When I first started showing symptoms of lupus, my hands and ankles swelled dramatically. As a few weeks went on, I began losing my breath very frequently as if I were out of shape; I had not read into it too much though since I had just visited my primary care physician. Eventually, my breathing became so sparse, I fainted while in class. After several visits to different doctors, I was eventually hospitalized for two weeks in the Pediatric Intensive Care Unit, where I was on a ventilator, had several blood transfusions, kidney failure and began my several sessions of chemo. While this pinnacle moment highlighted how privileged I was to have access to healthcare, health insurance and enough knowledge capital to make the call on going to the hospital, underlying structural biases emerged from these series of events.

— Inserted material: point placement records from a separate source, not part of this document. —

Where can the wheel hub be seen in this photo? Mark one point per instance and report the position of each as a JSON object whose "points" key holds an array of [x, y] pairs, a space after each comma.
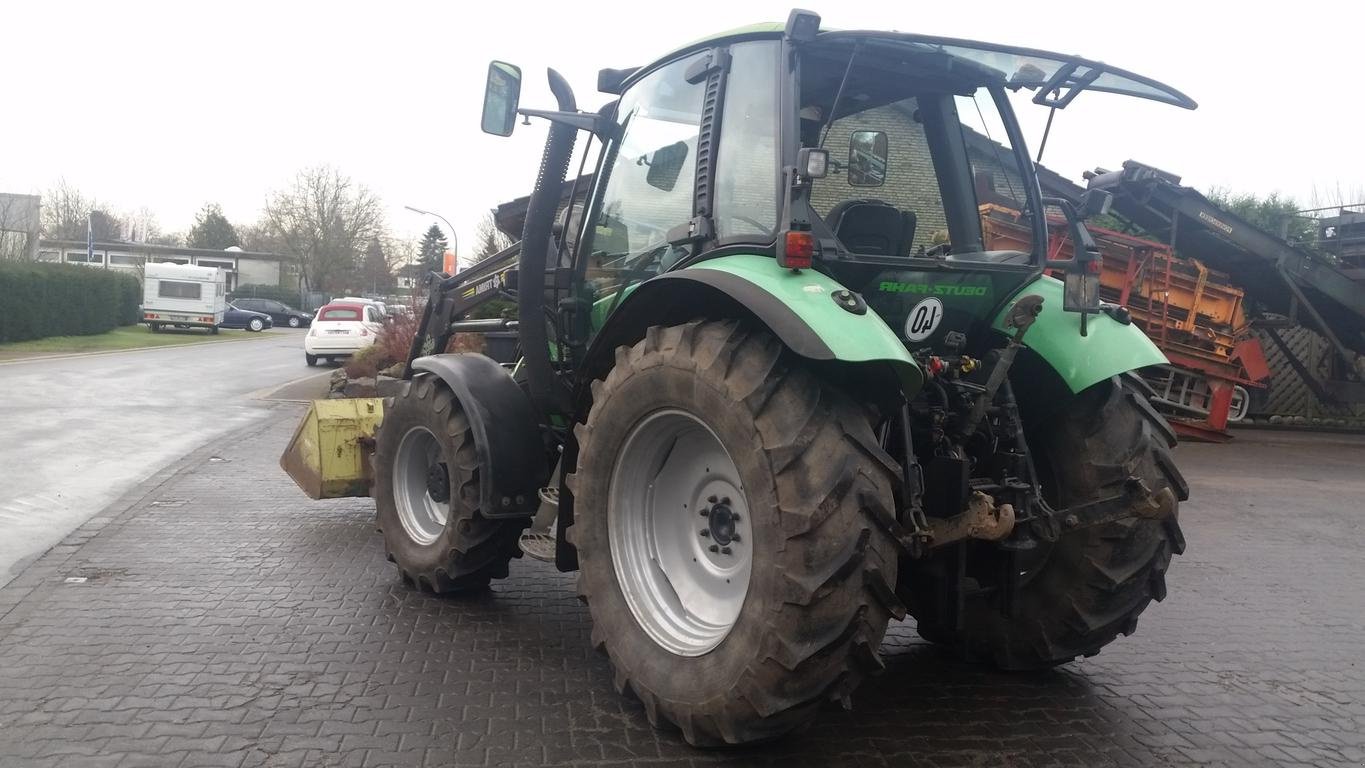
{"points": [[421, 486], [721, 523], [438, 483], [684, 580]]}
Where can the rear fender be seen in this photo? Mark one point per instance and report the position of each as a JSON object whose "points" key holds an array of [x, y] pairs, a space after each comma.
{"points": [[1109, 347], [799, 307], [505, 429]]}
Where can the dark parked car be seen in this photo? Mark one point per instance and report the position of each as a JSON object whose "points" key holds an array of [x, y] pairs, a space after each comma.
{"points": [[281, 314], [236, 317]]}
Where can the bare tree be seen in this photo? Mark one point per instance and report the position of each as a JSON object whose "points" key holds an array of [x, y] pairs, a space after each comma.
{"points": [[325, 220], [66, 212], [489, 239], [18, 227]]}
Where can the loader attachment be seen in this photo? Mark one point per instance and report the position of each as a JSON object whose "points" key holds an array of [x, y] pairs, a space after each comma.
{"points": [[329, 454]]}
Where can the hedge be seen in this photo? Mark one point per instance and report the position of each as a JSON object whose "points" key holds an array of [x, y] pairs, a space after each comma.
{"points": [[44, 299]]}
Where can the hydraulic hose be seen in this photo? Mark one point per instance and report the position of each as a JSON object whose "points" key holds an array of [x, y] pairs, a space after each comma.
{"points": [[546, 390]]}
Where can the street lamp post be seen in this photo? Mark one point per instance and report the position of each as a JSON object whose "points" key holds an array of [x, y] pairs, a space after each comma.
{"points": [[455, 239]]}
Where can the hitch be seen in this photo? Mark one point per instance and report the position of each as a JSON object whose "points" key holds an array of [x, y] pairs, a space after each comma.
{"points": [[1137, 499], [983, 520]]}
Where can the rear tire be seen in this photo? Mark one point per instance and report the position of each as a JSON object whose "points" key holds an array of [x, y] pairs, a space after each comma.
{"points": [[821, 572], [464, 550], [1092, 583]]}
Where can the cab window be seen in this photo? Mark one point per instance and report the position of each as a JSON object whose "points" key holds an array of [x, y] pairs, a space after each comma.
{"points": [[646, 183], [920, 163]]}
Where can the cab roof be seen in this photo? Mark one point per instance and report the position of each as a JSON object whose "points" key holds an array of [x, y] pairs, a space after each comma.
{"points": [[1057, 78]]}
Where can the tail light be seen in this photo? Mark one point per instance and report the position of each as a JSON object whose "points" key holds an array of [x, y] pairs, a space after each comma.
{"points": [[797, 250]]}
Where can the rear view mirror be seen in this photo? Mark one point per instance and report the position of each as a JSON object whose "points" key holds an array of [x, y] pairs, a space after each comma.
{"points": [[665, 165], [867, 158], [1095, 202], [501, 96]]}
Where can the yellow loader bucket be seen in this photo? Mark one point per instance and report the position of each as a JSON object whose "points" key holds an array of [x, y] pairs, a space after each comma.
{"points": [[329, 454]]}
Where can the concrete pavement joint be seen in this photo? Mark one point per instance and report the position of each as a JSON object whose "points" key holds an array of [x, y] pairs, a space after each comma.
{"points": [[40, 576]]}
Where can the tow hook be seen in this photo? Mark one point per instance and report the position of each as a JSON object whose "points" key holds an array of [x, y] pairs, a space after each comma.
{"points": [[983, 519], [1147, 504]]}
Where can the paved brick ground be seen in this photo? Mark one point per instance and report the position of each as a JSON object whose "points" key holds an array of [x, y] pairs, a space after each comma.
{"points": [[225, 621]]}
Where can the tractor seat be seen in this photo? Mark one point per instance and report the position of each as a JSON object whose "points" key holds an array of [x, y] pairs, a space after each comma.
{"points": [[872, 228]]}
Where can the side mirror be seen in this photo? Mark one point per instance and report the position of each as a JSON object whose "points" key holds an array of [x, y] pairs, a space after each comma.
{"points": [[1081, 274], [1095, 202], [501, 96], [665, 165], [867, 158]]}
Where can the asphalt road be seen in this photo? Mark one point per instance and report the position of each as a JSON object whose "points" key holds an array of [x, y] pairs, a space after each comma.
{"points": [[82, 430]]}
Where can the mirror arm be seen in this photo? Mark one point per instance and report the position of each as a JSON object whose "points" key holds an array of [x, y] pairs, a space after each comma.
{"points": [[580, 120]]}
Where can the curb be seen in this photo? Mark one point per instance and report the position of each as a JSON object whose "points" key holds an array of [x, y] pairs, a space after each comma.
{"points": [[97, 352]]}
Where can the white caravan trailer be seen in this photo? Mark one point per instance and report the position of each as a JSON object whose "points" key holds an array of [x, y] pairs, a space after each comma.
{"points": [[183, 296]]}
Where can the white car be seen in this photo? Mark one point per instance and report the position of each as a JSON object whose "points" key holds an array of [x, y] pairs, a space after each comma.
{"points": [[341, 329], [384, 310]]}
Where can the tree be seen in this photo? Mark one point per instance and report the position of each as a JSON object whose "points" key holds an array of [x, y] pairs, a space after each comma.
{"points": [[490, 239], [374, 269], [1272, 213], [324, 218], [66, 212], [432, 251], [212, 229]]}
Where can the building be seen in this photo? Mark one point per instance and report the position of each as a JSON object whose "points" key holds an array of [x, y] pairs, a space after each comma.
{"points": [[242, 268]]}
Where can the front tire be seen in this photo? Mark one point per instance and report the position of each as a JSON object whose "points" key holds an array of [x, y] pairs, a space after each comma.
{"points": [[696, 414], [426, 494], [1091, 584]]}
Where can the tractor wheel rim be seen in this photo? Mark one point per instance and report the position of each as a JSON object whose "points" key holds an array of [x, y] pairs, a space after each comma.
{"points": [[422, 516], [680, 532]]}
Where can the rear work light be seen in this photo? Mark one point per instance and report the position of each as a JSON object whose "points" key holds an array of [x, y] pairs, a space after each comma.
{"points": [[796, 250]]}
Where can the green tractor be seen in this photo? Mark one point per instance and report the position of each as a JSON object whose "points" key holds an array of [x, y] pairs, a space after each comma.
{"points": [[777, 385]]}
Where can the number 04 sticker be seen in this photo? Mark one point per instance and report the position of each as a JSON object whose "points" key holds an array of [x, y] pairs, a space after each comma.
{"points": [[923, 319]]}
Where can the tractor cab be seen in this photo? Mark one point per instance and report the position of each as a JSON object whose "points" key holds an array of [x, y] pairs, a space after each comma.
{"points": [[872, 157]]}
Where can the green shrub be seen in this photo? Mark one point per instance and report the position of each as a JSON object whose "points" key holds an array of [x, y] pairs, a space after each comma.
{"points": [[42, 299]]}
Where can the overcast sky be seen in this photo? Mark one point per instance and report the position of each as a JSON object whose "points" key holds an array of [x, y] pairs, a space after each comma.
{"points": [[171, 105]]}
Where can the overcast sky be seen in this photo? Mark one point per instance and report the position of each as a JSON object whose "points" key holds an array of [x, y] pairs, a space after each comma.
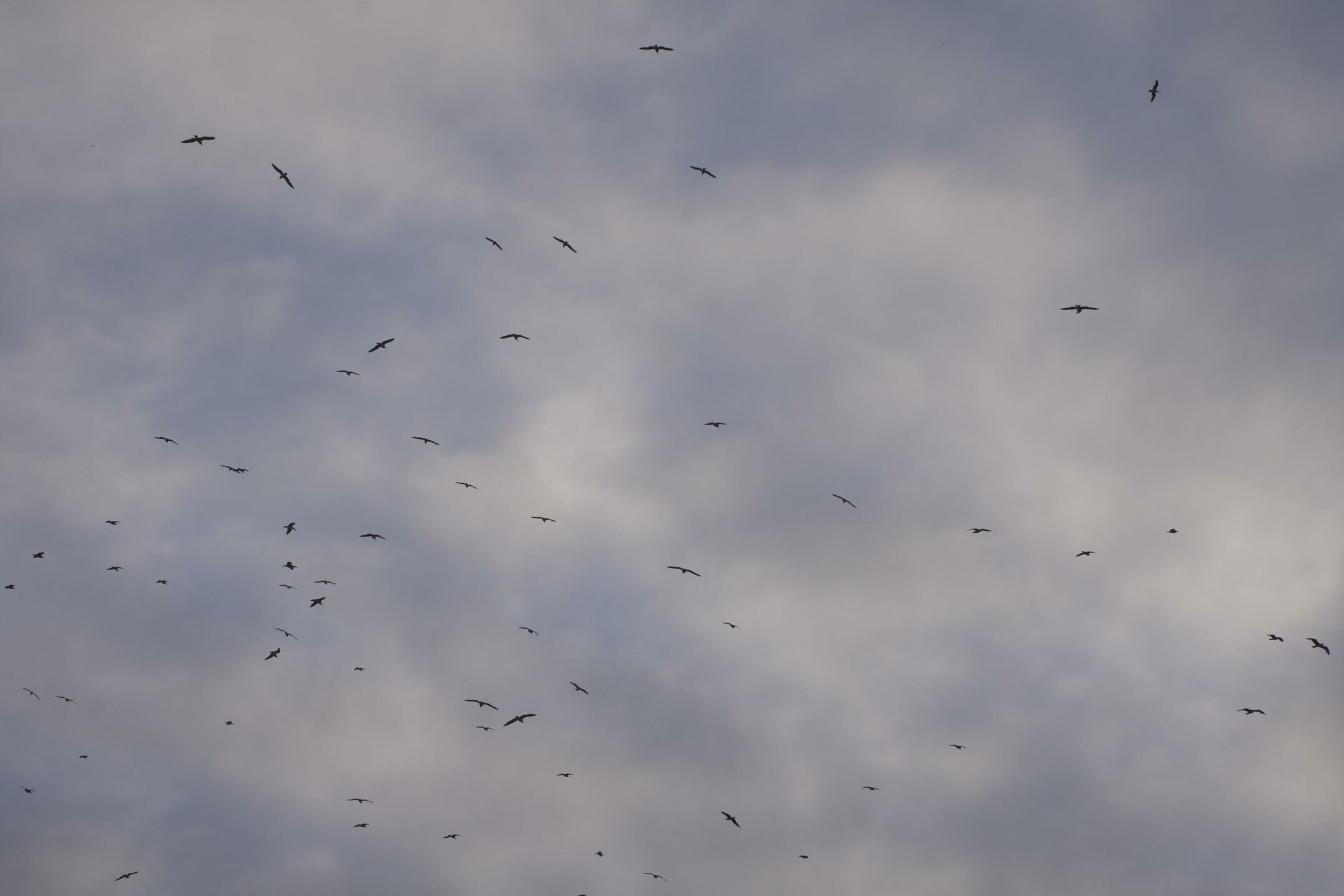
{"points": [[867, 296]]}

My trust in the U.S. health care system declined from that point on and led me to assume that the institutional practice of medicine had failed Black and Brown bodies. Not only had I thought that they failed my father who passed away at a young age due to a heart attack, but they had now almost failed me. African Americans have a 30 percent higher chance to die from heart disease and are 2-3 times more likely to be diagnosed with lupus (U.S. Department of Health and Human Services Office of Minority Health, 2018; National Institute of Diabetes and Digestive and Kidney Diseases, 2017).
Nonetheless, here I am ten years later with a holistic healthy lifestyle but currently on my third flare up. While these flare ups remain debilitating and difficult to cope with, I've fortunately found a great provider who understands how lupus impacts my body and how to treat it. While our health care system needs a reckoning, I am hopeful that our testimonies will continue to bring forth change towards health equity and perhaps a cure towards lupus.